66191.fb2
* * *
Сколько раз Юлий II приказывал своим приближенным отписать мне и посоветовать вернуться в Рим. Устав меня ждать, он теперь обратился прямо к Синьории. Вся эта возня с моим возвращением к папскому двору, чему я решительно противлюсь, начинает меня тяготить. Папа неоднократно обещал, даже через посредство моего друга Джульяно, "простить" мне бегство из Рима, если я "немедленно" к нему возвращусь. Я же думаю, если он оставит меня в покое, это будет самое разумное с его стороны. У меня нет никакого намерения возвращаться, чтобы вновь страдать от подлости Браманте.
Ведь он и его приспешники растащили весь материал, собранный для монумента на площади св. Петра. А что предпринял Юлий II, чтобы помешать этому? Что он отвечает Браманте, когда тот выставляет меня человеком безответственным, на которого ни в чем нельзя положиться?
В отношении меня даже молчание папы я считаю вероломным. Он должен был бы закрыть рот "первому архитектору" и заставить его побольше думать о своих делах, а уж о моих собственных я как-нибудь сам побеспокоюсь. Он мог бы, в конце концов, не слушать его, что послужило бы хорошим уроком льстецу. Это наверняка подрезало бы ему крылья. Но папа никогда так не поступит. Он благоволит к этому лицемеру и наушнику, прожигателю жизни и вельможе. Папский двор и все кардиналы оказывают ему княжеские почести - ему, а не мне. Возможно, потому, что я всегда говорю только правду и не иду на сделки с совестью. Моя цель - служение искусству, и я неизменно ей верен, даже если это идет вразрез с интересами целой шайки рвачей и вредит их предводителю. Но не стоит об этом говорить: пока внакладе один лишь я.
Меня не покидает беспокойство. На днях гонфалоньер Содерини советовал мне покориться папской воле, иначе из-за меня мир всей республики может оказаться в опасности. Я ответил ему со всей прямотой, что никуда не двинусь из Флоренции, покуда не получу от него самого и от Ватикана все гарантии моей неприкосновенности и защиты моих интересов. Неужели меня вправду могут заставить вернуться в Рим? Нет, не верю.
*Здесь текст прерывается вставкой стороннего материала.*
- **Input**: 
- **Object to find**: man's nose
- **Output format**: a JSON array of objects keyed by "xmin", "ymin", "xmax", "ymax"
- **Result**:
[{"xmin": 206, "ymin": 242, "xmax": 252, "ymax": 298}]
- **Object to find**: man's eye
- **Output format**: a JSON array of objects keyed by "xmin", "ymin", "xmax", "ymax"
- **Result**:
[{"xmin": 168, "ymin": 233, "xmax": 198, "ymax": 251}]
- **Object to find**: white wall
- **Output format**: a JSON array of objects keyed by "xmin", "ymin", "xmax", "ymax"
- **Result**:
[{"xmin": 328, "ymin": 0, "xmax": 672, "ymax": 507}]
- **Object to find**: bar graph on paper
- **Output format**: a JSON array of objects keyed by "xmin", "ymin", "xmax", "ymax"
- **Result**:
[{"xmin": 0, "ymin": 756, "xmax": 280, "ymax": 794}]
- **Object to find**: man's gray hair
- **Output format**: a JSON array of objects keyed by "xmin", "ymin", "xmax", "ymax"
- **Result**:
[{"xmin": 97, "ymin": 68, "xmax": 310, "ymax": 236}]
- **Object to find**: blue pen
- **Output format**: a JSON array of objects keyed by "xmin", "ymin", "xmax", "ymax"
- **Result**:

Говорят, что горе ходит по пятам за всеми. Однако это, к счастью, не всегда так. Но есть люди, которые сами накликают на себя несчастья, а иные невзначай оказываются в беде. Мой родитель Лодовико считает, что я-де сам нарываюсь на неприятности и лезу на рожон. Но я с ним не согласен. Отцовы слова скорее бы подошли для Леонардо, с которым случилась непредвиденная беда: написанная им фреска в зале Большого совета целиком погибла. Не успев просохнуть и закрепиться, краска слоями отвалилась от стены. Таков печальный итог двухлетнего труда Леонардо - все пошло прахом.
Одержимый поисками нового, он изобрел особый способ настенной росписи и собственноручно уготовил погибель своему творению. Разве могла стена, покрытая смесью льняного масла, цинковых белил и мела, впитать и закрепить краски, разведенные на растительных маслах и травяных настоях?
Как ни крути, а один только известковый раствор способен схватить водяные краски и навечно закрепить их на стене. Эта техника завещана нам патриархом Джотто и другими мастерами, и вряд ли стоило отказываться от старого и испытанного не одним поколением флорентийских живописцев способа ради весьма сомнительного новшества.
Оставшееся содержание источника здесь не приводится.